Mia Couto “o último vôo do flamingo”

Sábado modorrento… cabeça doendo e vida passando, só passando. Da uma rodopiada pela sala. Acha de verdade que vai morrer, dessa vez tinha superado qualquer tipo de tolerância quanto a vaga idéia do que é beber demais. Tinha bebido demais, ponto. Tava na cara, no gosto na boca, na sede de condenada a inanição no deserto. Mas hoje não trazia o sorriso de noite mal dormida. Trazia a ressaca da angústia. De quem dormiu brigada com o mundo e acordou com vontade de dar mais uma cochilada de dois meses.
A noite? Estranha. Estranha a tudo, sofrendo por se sentir incapaz de conversar com qualquer pessoa sem se aborrecer muito. Quando bêbada, acaba também a vontade de se esforçar. Sentindo-se inconveniente. Mal estar com ela e com o mundo. Vontade de não existir. Vontade de ir embora. Ir.
Não se despediu de ninguém e sofre depois de meia quadra. Mas não consegue voltar, não conseguia conversar, queria andar por ai meio bêbada para ver se a idéia clareia, se começa doer a perna ao invés do coração. Tentando entender algumas coisas e esquecer outras, meio estúpida desembestada pela rua deserta da noite adiantada. Sem se dar muito conta, foi drenada para um outro patamar de respeito à figura humana. E assim foi tratada por todo o percurso, como devia merecer já que cambaleava de madruga pela rua. Merecia o desprezo e as chateações.

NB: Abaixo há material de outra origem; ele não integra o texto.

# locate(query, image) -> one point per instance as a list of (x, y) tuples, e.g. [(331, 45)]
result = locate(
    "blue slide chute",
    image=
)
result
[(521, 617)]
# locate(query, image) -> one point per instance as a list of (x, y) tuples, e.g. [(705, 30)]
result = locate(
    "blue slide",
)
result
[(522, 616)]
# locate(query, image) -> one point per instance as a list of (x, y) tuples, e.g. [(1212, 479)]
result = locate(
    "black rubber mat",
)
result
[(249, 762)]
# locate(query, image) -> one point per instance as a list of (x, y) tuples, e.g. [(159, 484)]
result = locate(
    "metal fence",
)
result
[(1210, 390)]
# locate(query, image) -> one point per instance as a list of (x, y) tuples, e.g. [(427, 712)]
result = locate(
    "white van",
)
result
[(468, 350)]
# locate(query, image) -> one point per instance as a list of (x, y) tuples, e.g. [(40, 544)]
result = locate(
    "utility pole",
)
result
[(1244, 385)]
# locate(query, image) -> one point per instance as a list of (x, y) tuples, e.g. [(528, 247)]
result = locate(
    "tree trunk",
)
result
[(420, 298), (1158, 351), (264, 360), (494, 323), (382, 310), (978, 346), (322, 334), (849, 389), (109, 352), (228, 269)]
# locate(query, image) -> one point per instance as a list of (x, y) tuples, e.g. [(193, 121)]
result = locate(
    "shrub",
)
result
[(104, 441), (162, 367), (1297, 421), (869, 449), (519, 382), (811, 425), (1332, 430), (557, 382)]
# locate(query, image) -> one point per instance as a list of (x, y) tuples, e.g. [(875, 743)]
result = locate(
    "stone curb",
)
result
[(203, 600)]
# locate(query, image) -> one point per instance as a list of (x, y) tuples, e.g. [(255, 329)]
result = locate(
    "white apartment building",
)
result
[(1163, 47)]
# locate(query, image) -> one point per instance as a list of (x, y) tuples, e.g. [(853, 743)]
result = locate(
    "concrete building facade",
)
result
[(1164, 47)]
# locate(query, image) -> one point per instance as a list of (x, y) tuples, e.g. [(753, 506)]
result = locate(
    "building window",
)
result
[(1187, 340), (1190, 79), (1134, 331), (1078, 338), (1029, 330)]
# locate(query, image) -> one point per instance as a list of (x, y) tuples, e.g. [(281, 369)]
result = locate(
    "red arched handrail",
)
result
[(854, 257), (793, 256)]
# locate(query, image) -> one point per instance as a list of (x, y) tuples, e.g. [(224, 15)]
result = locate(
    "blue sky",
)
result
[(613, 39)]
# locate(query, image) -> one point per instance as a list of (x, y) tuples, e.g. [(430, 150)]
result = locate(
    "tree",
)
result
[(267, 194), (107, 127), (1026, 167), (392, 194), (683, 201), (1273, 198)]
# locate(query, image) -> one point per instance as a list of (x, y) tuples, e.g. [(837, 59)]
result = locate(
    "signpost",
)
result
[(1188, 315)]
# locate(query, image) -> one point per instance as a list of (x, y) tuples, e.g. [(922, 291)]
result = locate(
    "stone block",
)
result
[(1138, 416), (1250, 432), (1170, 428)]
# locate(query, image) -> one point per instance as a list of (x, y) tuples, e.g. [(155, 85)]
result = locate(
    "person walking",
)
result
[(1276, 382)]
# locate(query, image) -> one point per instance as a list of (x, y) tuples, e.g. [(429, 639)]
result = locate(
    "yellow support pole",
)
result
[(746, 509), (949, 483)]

Começou a avacalhar também. Defesa. Aos idiotas que passavam ao seu lado, devagar, lhe oferecendo carona, mandava um cotoco e ria, completando com um idiota, ou um vai tomar no cú professado com a satisfação de quem transborda.

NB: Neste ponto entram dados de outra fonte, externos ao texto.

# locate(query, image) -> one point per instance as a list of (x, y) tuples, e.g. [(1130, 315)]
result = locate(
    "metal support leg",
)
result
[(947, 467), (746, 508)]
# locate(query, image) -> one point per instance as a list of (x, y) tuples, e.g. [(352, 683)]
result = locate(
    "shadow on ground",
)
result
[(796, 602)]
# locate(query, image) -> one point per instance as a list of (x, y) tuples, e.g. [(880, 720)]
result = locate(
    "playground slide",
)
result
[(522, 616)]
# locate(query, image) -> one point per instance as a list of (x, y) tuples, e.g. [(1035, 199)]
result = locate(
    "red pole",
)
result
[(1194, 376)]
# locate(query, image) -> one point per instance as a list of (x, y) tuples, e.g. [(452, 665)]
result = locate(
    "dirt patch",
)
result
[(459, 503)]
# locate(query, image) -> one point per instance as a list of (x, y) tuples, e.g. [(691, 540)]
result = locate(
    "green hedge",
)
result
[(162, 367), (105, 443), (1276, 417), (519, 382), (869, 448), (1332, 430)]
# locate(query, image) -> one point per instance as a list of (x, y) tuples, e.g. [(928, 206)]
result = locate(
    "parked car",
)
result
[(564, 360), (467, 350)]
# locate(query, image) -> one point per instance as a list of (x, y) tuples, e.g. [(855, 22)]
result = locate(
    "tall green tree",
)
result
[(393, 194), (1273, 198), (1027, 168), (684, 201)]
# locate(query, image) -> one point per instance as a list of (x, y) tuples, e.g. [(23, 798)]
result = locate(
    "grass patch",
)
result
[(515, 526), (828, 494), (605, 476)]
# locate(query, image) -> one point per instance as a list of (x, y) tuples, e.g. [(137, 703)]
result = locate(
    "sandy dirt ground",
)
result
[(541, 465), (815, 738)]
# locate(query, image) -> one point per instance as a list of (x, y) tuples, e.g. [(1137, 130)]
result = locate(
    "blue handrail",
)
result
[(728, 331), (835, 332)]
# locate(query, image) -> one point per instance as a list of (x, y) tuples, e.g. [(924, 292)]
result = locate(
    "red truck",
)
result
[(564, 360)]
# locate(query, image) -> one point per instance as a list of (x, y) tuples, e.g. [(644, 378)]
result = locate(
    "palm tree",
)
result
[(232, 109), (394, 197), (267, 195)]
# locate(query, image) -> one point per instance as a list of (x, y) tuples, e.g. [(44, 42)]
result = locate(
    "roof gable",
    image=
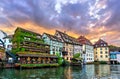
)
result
[(52, 37), (100, 43), (68, 39), (84, 40)]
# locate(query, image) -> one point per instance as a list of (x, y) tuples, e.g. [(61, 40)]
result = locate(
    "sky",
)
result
[(94, 19)]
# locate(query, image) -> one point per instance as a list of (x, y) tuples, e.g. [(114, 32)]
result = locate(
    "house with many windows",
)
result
[(101, 51), (2, 35), (70, 45), (115, 57), (8, 42), (88, 50), (30, 48), (56, 44), (2, 48)]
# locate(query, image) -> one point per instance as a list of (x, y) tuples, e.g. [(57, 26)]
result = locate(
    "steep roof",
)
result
[(67, 38), (100, 43), (84, 40), (52, 37)]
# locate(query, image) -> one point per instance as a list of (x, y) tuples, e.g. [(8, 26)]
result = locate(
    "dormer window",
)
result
[(104, 44), (96, 45)]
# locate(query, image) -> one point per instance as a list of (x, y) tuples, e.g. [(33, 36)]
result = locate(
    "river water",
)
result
[(76, 72)]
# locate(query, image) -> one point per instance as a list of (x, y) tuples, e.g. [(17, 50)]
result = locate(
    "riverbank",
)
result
[(67, 72), (35, 65)]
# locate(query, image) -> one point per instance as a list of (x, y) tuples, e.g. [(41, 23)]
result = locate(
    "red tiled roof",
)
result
[(84, 40)]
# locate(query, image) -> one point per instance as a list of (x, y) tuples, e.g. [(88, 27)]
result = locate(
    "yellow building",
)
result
[(101, 51)]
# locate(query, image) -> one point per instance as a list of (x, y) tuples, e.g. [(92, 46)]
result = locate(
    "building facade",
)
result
[(2, 53), (2, 48), (115, 57), (30, 48), (70, 45), (8, 42), (88, 50), (56, 44), (101, 51), (2, 35)]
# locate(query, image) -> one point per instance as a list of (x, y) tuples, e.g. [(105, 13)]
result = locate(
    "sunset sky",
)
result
[(93, 18)]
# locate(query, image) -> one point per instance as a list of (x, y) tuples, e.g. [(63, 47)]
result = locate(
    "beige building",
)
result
[(101, 51)]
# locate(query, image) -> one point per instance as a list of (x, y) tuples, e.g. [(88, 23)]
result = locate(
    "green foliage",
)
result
[(114, 48), (22, 49), (19, 37), (102, 62), (65, 63), (39, 65), (77, 55), (60, 60)]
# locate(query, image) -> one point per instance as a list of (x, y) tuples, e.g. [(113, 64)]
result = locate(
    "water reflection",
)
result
[(87, 72)]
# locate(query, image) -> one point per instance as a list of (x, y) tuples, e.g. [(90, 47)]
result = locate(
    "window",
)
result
[(106, 48), (106, 56), (96, 56), (96, 45), (67, 58), (104, 44), (106, 52)]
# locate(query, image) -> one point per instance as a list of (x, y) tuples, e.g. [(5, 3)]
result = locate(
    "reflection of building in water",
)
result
[(102, 70), (90, 70), (115, 68), (68, 73)]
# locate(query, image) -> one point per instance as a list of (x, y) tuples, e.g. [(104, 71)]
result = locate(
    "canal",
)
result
[(87, 72)]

Passada a euforia do último carro ofendido, parou em um boteco acender o cigarro. Do outro lado, no balcão, uma mulher grande, forte, negra, robusta mesmo, esbravejava batendo os punhos de um jeito também meio cambaleante, gritando para um sujeito que dava risada diante do bar todo. O bar todo que também apenas ria num coro violento de puro escárnio.
_ Não fica me olhando como se eu fosse sua, não me olha como se eu fosse uma das tuas negas. Eu te parto a cara. Não me olha assim, porque já disse que não sou tua mulher, que não sou uma das tuas negas.
Mais risadas no bar. Saiu e agora já não era capaz de reagir a nada. Queria só sentar e chorar, se lavar, lavar o desespero de todas, de todas nós. Mas agora, não mais se sentia forte. Não se sentia nada. Só sozinha.
Casa, vontade de correr, vontade de quebrar alguma coisa. De dormir por dois meses.